- Developer: Incubator Games
- Publisher: Incubator Games
- Platform: iOS
- Release: June 25, 2014

= Feeding Time =

2014 video game by Incubator Games

Feeding Time is an indie iOS video game developed by Incubator Games and released on June 25, 2014.

==Gameplay==

Feeding Time is a grid-based puzzle video game about feeding animals. The user taps on animal heads that will "eat" food icons that are matched to their color. Multiple combo chains can be started at once, allowing players to rapidly score points within the 90-second time limit. Players are tasked with various challenges to accomplish, which can unlock bonus mini-games and earn experience which gains access to power-ups.
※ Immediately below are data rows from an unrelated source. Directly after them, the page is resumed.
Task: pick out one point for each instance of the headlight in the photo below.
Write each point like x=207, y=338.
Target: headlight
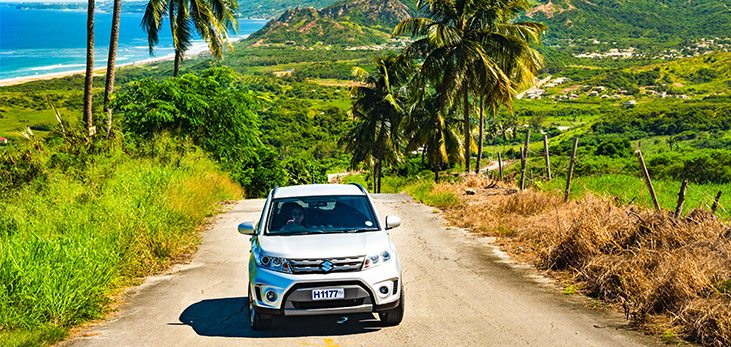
x=373, y=260
x=271, y=263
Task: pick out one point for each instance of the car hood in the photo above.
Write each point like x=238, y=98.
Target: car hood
x=325, y=245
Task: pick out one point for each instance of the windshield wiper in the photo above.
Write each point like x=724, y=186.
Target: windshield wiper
x=359, y=230
x=305, y=232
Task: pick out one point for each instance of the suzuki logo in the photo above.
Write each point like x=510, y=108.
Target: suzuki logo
x=326, y=266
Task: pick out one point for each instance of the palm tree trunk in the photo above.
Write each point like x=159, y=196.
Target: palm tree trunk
x=482, y=134
x=111, y=62
x=378, y=190
x=436, y=170
x=89, y=77
x=177, y=63
x=466, y=130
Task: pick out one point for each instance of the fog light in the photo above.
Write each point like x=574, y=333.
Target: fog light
x=271, y=296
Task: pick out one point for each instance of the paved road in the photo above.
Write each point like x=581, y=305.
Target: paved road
x=460, y=291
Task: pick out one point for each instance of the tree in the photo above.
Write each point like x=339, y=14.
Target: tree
x=377, y=108
x=89, y=76
x=508, y=43
x=210, y=18
x=450, y=40
x=476, y=47
x=211, y=112
x=435, y=131
x=111, y=61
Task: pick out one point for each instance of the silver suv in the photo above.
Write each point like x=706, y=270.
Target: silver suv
x=322, y=249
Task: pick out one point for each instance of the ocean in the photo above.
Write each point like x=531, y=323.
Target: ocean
x=35, y=42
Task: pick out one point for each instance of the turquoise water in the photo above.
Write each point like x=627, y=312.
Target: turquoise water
x=36, y=42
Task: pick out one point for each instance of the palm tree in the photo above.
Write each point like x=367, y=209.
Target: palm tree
x=89, y=76
x=508, y=43
x=111, y=61
x=377, y=109
x=434, y=130
x=452, y=40
x=210, y=18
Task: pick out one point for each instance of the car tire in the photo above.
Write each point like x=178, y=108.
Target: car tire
x=256, y=320
x=393, y=316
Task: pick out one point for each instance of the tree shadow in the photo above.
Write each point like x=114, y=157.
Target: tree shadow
x=228, y=317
There are three levels in the game, including a backyard, safari and tundra.

==Reception==
Reviews have been generally positive. Gamezebo gave the game a score of 9/10, saying "If a complaint can be levelled at Feeding Time, it'd be that unlocking new stages takes a long time, and a lot of games. There's no free to play-style energy system to contend with, however, so you can put in plenty of games." Post Arcade wrote "Despite falling into a genre and being released on the kind of gaming platform I typically ignore, I've found Feeding Times gameplay to be surprisingly compelling." AppAdvice likewise had a positive impression of the game, but agreed with Gamezebo that unlocking extra features took too long.

Feeding Time received several award nominations for the 2014 Canadian Videogame Awards, including Best iOS Game.